Saturday, May 31, 2008

What to put in all those blank spaces

What actually belongs in a Scott International or Minkus Global is not as easy as it seems and in the end comes down to personal choice--after all, this is supposed to be fun :) Obviously, the stamps that correspond to the image or catalog number form the core of the collection although even here there may be multiple options due to color, perforation, etc. But there are also numerous blank spaces for, as Scott terms it, "such rare stamps as may be acquired." The most liberal view would be that as long as stamps are from the appropriate country and within the chronological range, they are legitimate candidates for empty spaces. I prefer a more conservative approach: stamps in blank spaces should be non-depicted issues from the same set or a set with the same design type (but that might have a different perforation, watermark, overprint, etc.).

Some collectors will put closely related stamps underneath one another in the same space--for example, same design but different color.
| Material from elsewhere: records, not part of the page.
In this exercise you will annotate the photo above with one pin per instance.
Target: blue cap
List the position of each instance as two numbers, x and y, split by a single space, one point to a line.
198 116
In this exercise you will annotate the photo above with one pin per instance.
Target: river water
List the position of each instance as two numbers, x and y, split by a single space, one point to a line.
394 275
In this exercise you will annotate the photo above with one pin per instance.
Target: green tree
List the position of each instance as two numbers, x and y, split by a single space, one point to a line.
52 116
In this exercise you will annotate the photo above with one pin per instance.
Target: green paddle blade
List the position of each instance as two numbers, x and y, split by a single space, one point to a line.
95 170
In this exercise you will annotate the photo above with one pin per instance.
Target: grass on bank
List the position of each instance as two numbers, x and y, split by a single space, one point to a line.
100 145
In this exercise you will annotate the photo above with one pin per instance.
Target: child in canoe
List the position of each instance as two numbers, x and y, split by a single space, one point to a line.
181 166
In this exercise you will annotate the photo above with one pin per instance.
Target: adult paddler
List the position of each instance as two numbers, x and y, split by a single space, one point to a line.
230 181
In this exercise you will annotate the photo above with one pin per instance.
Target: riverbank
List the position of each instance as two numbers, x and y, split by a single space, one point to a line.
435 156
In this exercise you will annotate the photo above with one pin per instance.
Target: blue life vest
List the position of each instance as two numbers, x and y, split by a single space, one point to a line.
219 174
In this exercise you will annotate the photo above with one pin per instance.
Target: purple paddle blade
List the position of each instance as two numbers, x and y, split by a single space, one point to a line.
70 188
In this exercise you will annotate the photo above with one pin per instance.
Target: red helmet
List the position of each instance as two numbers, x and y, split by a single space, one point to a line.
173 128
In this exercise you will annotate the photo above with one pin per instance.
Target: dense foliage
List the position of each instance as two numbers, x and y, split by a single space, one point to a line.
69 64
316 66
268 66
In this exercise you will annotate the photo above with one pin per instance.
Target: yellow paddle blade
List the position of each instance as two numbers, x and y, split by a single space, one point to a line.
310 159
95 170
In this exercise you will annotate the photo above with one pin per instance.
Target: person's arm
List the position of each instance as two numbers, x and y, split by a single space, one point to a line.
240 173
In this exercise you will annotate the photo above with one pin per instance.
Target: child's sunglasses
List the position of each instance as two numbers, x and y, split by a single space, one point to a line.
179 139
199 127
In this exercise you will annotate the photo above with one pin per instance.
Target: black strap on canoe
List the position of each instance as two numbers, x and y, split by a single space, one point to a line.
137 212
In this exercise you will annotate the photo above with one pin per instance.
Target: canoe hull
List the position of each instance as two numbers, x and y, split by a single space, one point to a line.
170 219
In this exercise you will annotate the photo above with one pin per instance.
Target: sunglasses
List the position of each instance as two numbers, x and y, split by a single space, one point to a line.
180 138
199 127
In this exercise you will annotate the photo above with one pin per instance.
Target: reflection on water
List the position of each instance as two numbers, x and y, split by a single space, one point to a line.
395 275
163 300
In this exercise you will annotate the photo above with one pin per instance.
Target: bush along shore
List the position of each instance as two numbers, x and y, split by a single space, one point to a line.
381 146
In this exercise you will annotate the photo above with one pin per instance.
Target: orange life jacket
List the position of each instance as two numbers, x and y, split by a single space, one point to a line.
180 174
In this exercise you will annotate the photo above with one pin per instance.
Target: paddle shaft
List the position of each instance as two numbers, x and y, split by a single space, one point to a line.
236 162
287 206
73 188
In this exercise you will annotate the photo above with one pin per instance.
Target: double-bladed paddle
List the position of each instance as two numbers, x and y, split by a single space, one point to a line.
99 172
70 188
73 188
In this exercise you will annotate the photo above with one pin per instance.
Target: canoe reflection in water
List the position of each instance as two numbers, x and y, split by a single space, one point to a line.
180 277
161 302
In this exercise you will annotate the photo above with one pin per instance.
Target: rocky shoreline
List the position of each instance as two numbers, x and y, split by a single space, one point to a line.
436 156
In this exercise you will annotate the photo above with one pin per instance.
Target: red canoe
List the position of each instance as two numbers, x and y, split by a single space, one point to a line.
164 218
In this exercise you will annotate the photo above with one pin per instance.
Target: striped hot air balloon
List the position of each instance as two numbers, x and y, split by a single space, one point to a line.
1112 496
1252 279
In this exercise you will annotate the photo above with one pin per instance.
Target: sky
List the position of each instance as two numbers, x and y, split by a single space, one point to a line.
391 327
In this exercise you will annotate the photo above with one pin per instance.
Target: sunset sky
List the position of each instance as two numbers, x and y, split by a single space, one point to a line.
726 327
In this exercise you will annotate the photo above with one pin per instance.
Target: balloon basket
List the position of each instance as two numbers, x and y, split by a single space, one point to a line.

I'm not certain what I think about this although I don't mind putting one or two duplicates underneath so that I can quickly find these for trading.

The final mounting decision is whether to "color outside the lines"--i.e., mount non-depicted stamps anywhere on the page. I'm also conflicted about this as there are undepicted stamps that I hate not to include. But, at some point, I suspect that the look of the page will suffer, not to mention the weight the extra stamps add and increasing the possibility of stamps on adjacent pages catching on one another if you don't use interleaving. An alternative would be use any blank pages for the country if available or to add blank pages although this would separate issues chronologically from their depicted counterpoints.

1 comment:

Anonymous said...

I agree about the blank spaces being used the way you propose because they don't give you but a space or two for varieties.